Gaizka Mendieta said this week that Robert Lewandowski should consider a move to Wrexham this summer and suggested Harry Kane as a possible replacement at Barcelona.
Mendieta put the comment bluntly: "Robert Lewandowski said he is open to taking a step down and if he wants to be an actor after he retires, Wrexham is the place to go!" The former midfielder added that "he's looking for the next step. If he wants to continue playing football, he's obviously got options. I'm not sure about the level of the league or the category."
The timing sharpens the point. Lewandowski, 37, announced on Instagram this weekend that "After four years full of challenges and hard work, it's time to move on." He leaves Barcelona when his contract expires this summer after a four-year stay that yielded 119 goals and three championships; he said he "leave[s] with the feeling that the mission is complete. Four seasons, three championships."
Lewandowski has also publicly signaled he is open to playing at a lower level. "There could be an option in a lower league. I'm almost 38, but I feel good physically, so I'm considering it. I have to take into account the possibility that it's time to play and enjoy life. Perhaps that option will arise, and I'm not ruling it out," he said, words Mendieta seized on when naming Wrexham.
That line of thinking — an elite striker weighing a move to a smaller club or a different league late in his career — matters because Barcelona must now replace a proven scorer. Mendieta did not limit his imagination to lower divisions. "I would love to see Harry Kane at Barcelona, in La Liga. He's a fantastic player who is, again, so unlucky with these trophies. Why not? We saw Robert Lewandowski arrive, nobody thought he would come to Barca, but he did," Mendieta said, pointing at a possible high-end target even as he joked about Wrexham for Lewandowski.
There is immediate numerical weight to the moment: Lewandowski is 37 and "almost 38" by his own reckoning, he has 119 Barcelona goals across four seasons, and his exit comes as the club talks about needing a striker for next season. Mendieta noted Barcelona's finances have improved from "two or three years ago," a detail that feeds directly into whether the club can aim for a top-tier replacement like Kane.
But the story contains friction. Mendieta warned that "I don't think these kinds of players always thrive, especially in the Championship or the Spanish Segunda Division. Very tough leagues for players like him. I think his quality and ability can still provide something. I don't think he will be short of options, so let’s see what happens. But it would be exciting." That undercuts the romantic idea of Lewandowski heading straight to a promoted or second-tier side simply because he wants to step down; Mendieta himself casts doubt on how well a player of Lewandowski's profile would adapt to those competitions.
The broader context is already settled: Lewandowski's departure was expected because his contract is due to expire this summer.

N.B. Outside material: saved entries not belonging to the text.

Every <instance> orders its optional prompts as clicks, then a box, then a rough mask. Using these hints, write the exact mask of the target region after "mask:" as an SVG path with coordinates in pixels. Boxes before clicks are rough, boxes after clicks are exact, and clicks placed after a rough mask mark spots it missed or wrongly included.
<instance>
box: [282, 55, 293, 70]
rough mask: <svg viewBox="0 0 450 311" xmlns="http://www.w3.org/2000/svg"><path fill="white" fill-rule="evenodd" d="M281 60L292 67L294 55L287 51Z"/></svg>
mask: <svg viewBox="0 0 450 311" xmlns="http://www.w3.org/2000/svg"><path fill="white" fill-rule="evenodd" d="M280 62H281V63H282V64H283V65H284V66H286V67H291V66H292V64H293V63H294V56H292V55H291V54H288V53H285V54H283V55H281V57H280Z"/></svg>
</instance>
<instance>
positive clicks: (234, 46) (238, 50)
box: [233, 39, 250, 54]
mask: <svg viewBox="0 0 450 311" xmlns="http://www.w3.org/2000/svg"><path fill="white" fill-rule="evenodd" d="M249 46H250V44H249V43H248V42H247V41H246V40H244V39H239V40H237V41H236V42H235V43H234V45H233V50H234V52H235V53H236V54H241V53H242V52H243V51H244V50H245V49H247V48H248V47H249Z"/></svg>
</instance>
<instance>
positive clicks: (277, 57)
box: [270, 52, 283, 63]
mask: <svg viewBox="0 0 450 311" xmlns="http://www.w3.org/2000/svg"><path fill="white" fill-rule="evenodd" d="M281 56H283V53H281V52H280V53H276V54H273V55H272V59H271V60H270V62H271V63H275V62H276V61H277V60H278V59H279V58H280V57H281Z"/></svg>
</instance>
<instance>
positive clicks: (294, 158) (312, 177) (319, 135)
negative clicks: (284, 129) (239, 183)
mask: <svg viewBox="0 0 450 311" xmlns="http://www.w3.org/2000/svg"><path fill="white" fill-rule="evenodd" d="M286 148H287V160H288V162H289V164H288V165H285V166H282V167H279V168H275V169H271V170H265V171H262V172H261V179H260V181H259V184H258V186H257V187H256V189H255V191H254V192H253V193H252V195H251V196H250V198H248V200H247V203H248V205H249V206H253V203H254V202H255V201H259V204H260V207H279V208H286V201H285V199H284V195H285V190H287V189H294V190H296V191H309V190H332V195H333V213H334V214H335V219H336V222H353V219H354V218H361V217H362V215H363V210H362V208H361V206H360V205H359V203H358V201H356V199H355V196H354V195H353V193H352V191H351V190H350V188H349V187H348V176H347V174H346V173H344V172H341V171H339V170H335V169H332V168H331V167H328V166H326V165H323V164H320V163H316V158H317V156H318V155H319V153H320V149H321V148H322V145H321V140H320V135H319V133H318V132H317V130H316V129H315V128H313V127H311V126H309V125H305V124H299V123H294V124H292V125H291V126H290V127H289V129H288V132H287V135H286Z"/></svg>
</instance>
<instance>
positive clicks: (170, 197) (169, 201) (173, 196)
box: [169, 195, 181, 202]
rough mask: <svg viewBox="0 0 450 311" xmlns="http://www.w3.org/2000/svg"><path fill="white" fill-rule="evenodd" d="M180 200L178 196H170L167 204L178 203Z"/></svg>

Wrexham, meanwhile, are a club often discussed in transfer speculation because they are targeting promotion to the Premier League and have been linked with ambitious moves. On the other side, the 2023 backdrop matters too — Harry Kane was signed by Bayern Munich that year to replace Lewandowski at the Allianz Arena — showing how the striker market can shuffle the same names between big clubs.
The single, sharpened question now is this: with Lewandowski open to stepping down but still declaring he feels physically able, and with Mendieta saying Barcelona's finances are stronger than they were two or three years ago, will Barca try to sign a marquee striker such as Harry Kane, or will they look elsewhere? That choice will define whether Barcelona pursues a headline replacement or opts for a different route after Lewandowski's exit.